I run a finger over the smooth leather cover, trying to prod her own curiosity. “He might have been right.”

She takes a long sip of her coffee before answering me, but when she does, her voice is almost sorrowful. “You look just like him right now.”

A smile lifts one side of my face. “Yeah?”

She nods, even though we both know she’s not exactly telling the truth. I look like her, the same round cheeks and button nose. Her hair is an ashier shade of blonde than mine, but it’s the clothes that differentiate us the most right now. I’d fallen asleep wearing the same vintage white eyelet sundress from yesterday, whereas she’s got her favorite oversized Hansen T-shirt on.

I like hearing it though, and she knows it.

She picks up the sticky note again. “And this guy? Is he a Kezia believer too?”

“Not exactly, but he might be able to help me figure out some of Dad’s research.” I puff out my cheeks as I exhale. “Dad’s notes are kind of all over the place, but I thought I might go into town today and see what he thinks.”

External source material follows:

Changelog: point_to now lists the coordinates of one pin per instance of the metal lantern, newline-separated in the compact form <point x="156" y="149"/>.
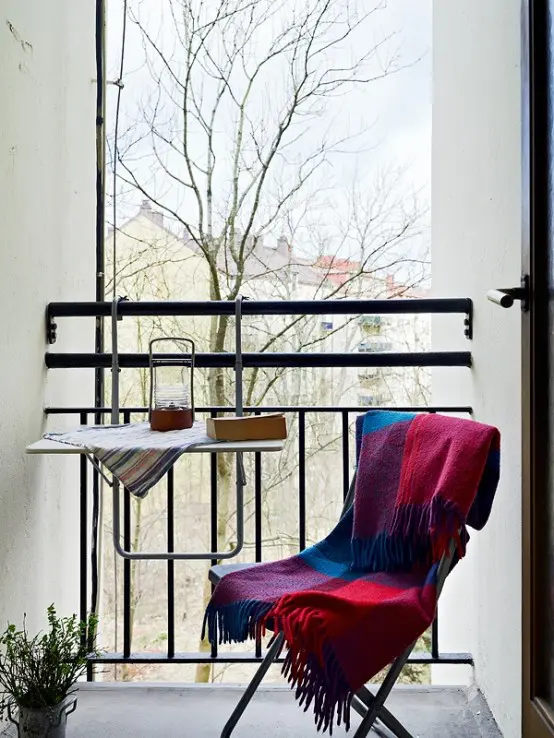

She raises her eyebrows. “Is that your way of asking if you can bail on helping me tear that porch railing down this morning?”

“No.” I hastily gulp more coffee, feeling more awake with each swallow. “But maybe after?”

She presses the sticky note to my forehead before heading for the door. “Fine, but that means we’ll all be up late removing wallpaper tonight. And you’re going to get stuck holding the steamer.”

It’s funny how places can feel different without ever changing at all. After so many years away, Nantucket is not the same summer vacation destination I remember from my childhood; it’s bursting with sights and sounds I must have experienced countless times before that I’d either forgotten or never appreciated until now.

This morning, as I bike into town, I’m reveling in every cobblestone bumping under my tires as I coast down narrow lanes,thrilling as I pass all the historic homes adorned with bursts of blooming hydrangeas in brilliant shades of blue, pink, and purple, savoring every breath of sea air filling my lungs.

Before I even glimpse Main Street, I’m smiling at the faint sound of people laughing and bustling in search of coffee, souvenirs, and the ineffable magic of this tiny coastal island.

I’d almost forgotten it.

I come to a stop outside a café I can’t specifically recall but that has the familiar weathered charm of a building that has stood for countless decades, and inhale the scent of freshly baked cinnamon rolls so sweet I can almost taste the sugar crystals as they crunch beneath my teeth. I’m tempted to join the line already forming outside. Dad would. He’d have instantly abandoned whatever plans we had and already be betting me which of us could eat more.

I loved his spontaneity and the ease with which he could change the course of his life—and ours—whenever the impulse struck him. As a child, our summers always went the same way. As soon as we got off the ferry, he’d scoop me onto his shoulders and head straight to Dionis Beach. I’d shriek as I teased the gentle surf, build sandcastles until they were taller than me, and later lay on a towel with the sun warming my skin and the comforting rhythm of the waves lulling me to sleep.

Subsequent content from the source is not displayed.